Terry sent me four types to try, Guatemala Trapichtos, Papua New Guinea Organic, El Salavador Altimira and Carmela's Espresso and with the exception of the espresso they are all, alas, gone. As a matter of fact these coffees were so good that my wife and I used them up while letting a previously opened bag of another brand of bean go stale.
I am what might be called an avocational coffee drinker, and do not have a nuanced vocabulary up to the task of describing the various veins of aromatic information that differentiate these coffees from each other. But it is pretty obvious to me that the Patano's have a serious talent for choosing and blending beans.
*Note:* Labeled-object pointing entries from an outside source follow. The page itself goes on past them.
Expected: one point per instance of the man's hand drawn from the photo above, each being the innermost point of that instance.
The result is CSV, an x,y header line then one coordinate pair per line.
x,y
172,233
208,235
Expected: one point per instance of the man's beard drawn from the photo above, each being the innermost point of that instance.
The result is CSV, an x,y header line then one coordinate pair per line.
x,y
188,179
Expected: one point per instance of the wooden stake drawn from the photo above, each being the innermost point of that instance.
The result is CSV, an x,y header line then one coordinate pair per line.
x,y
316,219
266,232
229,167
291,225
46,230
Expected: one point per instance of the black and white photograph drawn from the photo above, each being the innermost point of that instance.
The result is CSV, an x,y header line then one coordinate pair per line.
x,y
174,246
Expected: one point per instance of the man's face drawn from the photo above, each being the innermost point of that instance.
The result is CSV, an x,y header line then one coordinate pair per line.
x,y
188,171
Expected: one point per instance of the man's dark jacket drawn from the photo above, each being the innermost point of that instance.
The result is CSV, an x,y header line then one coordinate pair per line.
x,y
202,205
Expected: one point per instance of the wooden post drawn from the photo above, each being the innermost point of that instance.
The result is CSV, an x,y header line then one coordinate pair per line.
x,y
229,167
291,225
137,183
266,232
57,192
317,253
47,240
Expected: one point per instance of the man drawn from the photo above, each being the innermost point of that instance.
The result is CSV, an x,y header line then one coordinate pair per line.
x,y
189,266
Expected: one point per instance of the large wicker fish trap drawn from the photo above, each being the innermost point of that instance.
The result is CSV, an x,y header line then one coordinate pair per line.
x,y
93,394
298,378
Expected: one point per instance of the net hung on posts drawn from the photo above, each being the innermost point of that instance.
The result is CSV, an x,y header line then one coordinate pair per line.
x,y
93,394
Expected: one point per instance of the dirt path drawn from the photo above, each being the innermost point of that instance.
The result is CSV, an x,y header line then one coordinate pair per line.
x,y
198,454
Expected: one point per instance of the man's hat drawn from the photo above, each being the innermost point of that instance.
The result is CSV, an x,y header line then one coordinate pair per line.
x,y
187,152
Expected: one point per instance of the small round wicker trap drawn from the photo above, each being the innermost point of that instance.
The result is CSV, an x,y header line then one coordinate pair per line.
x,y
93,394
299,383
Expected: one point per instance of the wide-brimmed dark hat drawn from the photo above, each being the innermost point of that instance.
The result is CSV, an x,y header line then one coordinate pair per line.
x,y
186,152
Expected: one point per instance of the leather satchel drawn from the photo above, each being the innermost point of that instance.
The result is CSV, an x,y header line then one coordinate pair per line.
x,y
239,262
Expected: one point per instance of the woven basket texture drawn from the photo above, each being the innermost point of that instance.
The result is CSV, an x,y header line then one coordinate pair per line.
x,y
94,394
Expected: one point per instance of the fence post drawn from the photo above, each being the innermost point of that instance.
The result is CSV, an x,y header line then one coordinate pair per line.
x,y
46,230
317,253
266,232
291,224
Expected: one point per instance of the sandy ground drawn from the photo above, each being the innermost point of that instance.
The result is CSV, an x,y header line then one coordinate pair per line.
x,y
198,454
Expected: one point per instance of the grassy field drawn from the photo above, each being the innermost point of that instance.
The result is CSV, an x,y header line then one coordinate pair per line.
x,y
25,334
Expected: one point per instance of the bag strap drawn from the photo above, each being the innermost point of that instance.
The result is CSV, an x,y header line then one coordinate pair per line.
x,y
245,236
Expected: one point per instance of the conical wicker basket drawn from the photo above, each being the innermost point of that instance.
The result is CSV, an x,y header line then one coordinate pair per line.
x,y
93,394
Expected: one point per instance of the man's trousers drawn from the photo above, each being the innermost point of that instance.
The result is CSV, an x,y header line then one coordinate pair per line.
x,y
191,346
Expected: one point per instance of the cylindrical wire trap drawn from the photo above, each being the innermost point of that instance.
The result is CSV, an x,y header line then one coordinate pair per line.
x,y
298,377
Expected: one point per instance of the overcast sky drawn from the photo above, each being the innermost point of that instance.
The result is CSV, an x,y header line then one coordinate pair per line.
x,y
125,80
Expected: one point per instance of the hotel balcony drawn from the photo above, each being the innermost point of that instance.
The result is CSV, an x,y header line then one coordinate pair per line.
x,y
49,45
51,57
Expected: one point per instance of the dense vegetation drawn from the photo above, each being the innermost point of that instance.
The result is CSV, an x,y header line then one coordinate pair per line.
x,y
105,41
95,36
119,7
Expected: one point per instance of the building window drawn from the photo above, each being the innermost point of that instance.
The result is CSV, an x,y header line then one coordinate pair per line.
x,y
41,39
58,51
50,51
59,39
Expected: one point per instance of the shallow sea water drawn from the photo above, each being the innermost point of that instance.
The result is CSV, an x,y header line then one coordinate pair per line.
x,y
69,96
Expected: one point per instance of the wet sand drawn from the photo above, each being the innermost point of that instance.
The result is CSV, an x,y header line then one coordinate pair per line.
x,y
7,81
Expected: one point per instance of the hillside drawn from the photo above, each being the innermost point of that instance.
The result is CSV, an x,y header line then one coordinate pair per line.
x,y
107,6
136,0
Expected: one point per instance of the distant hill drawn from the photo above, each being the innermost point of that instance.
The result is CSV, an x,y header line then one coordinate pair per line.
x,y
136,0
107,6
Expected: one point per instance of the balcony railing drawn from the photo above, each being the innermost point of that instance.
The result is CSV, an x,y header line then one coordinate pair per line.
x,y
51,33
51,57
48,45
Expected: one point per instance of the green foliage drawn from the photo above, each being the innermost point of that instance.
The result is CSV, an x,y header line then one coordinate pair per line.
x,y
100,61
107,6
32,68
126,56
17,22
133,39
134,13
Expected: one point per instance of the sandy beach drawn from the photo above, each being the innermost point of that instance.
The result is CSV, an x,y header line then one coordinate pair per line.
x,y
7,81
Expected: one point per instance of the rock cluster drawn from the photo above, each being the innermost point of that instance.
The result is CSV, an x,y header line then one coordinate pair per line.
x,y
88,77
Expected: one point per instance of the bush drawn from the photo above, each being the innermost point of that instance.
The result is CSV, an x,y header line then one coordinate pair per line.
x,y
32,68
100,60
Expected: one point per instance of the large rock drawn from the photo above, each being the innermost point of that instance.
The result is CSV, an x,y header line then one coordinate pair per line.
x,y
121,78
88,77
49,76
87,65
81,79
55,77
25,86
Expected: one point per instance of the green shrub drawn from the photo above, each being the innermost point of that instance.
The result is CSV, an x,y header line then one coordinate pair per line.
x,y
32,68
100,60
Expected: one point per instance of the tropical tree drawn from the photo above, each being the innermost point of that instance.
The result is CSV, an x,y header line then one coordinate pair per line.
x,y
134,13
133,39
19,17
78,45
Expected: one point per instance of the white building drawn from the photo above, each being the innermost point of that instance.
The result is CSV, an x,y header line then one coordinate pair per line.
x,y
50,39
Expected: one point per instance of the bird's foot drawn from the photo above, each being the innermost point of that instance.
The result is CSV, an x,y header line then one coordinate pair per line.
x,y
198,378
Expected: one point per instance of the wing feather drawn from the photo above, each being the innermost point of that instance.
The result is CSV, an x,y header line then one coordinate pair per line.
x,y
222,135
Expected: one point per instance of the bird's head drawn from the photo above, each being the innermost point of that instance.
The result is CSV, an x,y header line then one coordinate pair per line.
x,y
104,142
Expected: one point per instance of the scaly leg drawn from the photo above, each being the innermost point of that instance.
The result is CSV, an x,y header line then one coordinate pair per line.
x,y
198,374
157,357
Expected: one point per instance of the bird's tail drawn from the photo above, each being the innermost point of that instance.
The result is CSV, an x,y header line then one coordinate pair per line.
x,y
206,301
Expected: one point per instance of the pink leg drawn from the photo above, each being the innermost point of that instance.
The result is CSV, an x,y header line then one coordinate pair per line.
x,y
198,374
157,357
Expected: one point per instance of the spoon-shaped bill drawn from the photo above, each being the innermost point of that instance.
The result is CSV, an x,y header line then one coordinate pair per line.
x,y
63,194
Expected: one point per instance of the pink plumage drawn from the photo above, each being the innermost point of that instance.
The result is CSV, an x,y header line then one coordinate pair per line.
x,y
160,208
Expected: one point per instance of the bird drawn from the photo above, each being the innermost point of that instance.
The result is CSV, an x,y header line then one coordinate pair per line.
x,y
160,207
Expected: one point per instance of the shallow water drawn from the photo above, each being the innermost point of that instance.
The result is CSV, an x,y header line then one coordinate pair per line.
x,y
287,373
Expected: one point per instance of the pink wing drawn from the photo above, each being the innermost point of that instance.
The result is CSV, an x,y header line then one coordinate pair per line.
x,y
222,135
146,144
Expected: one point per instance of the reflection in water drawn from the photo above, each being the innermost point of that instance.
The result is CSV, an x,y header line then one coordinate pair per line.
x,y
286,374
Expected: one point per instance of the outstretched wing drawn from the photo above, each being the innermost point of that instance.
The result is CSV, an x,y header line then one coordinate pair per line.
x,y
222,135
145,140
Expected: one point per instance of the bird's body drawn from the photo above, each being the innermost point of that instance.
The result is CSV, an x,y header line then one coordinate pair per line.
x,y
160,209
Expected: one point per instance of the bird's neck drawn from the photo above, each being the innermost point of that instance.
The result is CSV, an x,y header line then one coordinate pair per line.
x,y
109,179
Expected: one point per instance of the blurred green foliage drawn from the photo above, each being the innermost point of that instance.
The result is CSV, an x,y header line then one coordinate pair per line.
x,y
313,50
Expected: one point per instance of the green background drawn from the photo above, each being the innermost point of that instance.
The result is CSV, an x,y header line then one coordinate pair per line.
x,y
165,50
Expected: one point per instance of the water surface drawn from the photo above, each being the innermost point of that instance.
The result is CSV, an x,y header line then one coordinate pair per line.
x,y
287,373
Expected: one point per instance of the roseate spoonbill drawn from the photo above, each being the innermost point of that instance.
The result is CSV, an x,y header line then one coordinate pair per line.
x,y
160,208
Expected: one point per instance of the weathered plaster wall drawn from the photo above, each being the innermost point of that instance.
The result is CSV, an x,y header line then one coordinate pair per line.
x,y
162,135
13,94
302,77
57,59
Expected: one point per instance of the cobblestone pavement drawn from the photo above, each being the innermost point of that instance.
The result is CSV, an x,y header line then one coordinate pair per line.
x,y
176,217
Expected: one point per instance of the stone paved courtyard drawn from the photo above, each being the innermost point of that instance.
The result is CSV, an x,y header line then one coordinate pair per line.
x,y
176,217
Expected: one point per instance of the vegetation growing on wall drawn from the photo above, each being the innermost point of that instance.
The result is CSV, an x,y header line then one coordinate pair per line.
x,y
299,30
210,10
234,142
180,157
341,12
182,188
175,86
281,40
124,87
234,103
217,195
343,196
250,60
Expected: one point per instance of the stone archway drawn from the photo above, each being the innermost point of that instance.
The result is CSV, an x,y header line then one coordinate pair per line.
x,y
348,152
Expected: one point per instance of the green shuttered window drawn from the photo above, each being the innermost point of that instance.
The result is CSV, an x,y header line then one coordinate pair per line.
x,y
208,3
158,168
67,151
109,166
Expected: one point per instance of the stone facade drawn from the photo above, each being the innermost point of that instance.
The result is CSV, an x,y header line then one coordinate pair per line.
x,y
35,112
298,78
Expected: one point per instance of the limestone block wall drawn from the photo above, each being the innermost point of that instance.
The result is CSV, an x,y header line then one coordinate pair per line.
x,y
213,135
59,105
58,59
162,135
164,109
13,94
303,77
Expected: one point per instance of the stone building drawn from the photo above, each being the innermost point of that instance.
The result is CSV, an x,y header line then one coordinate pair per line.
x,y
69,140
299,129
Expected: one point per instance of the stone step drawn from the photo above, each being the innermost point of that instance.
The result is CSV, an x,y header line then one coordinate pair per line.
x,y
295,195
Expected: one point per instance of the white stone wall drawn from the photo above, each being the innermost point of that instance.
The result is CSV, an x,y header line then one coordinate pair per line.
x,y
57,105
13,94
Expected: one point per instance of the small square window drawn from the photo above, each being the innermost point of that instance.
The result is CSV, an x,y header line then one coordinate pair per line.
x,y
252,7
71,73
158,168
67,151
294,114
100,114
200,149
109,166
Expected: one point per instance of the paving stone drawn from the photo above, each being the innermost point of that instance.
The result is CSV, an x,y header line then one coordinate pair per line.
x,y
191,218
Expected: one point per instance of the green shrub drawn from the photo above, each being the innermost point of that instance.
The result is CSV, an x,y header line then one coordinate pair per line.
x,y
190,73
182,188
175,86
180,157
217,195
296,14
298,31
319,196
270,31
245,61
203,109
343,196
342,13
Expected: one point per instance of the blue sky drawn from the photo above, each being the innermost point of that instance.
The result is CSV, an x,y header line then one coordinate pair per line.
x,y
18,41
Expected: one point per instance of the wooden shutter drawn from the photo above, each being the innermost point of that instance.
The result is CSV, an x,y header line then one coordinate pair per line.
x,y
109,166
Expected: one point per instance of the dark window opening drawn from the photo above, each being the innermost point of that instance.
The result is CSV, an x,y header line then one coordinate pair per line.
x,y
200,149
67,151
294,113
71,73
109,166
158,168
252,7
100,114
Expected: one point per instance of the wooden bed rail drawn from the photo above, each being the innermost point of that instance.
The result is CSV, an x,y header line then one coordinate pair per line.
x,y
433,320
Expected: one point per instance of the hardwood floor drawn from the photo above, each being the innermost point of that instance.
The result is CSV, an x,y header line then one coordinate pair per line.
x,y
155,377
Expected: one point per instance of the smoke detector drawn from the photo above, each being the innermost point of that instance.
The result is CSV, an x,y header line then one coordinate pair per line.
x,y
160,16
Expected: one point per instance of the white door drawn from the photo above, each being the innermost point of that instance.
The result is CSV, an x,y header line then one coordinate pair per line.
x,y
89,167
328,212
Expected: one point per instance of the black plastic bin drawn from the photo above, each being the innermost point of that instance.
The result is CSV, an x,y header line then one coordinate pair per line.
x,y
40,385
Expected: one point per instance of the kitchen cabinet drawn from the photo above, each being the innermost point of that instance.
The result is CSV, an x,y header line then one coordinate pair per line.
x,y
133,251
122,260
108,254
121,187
And Terry, DOMA's rotisseur, really knows how to coax those beans to reveal their essential nature.
Guys like Terry and their work always remind me of a sonnet by Michelangelo Buonarotti (yes The Michelangelo) wherein he describes how art comes to be. Big M wrote (in Italian, he did not know english)
The artist hath no thought to show what the stone in it's superfluous shell doth not include; to break the marble spell is all the hand that serves the brain can doNow I'm not trying to stir up the pot or embarrass Terry by calling coffee-roasting art. (Not today anyway.) But it seems to me that people like Terry do something very similar to what a sculptor does when he chooses a section of outcrop, quarries out the stone then cuts it to become what he thinks it should be.
I'm still not sure why the Patanos sent this coffee to me. They did not ask me to write about it, did not ask for feedback or any business contact information. They didn't ask for anything really, so I'm humbled by this gift and the opportunity it gave me to experience the work of a fine craftsman. Gotta love it!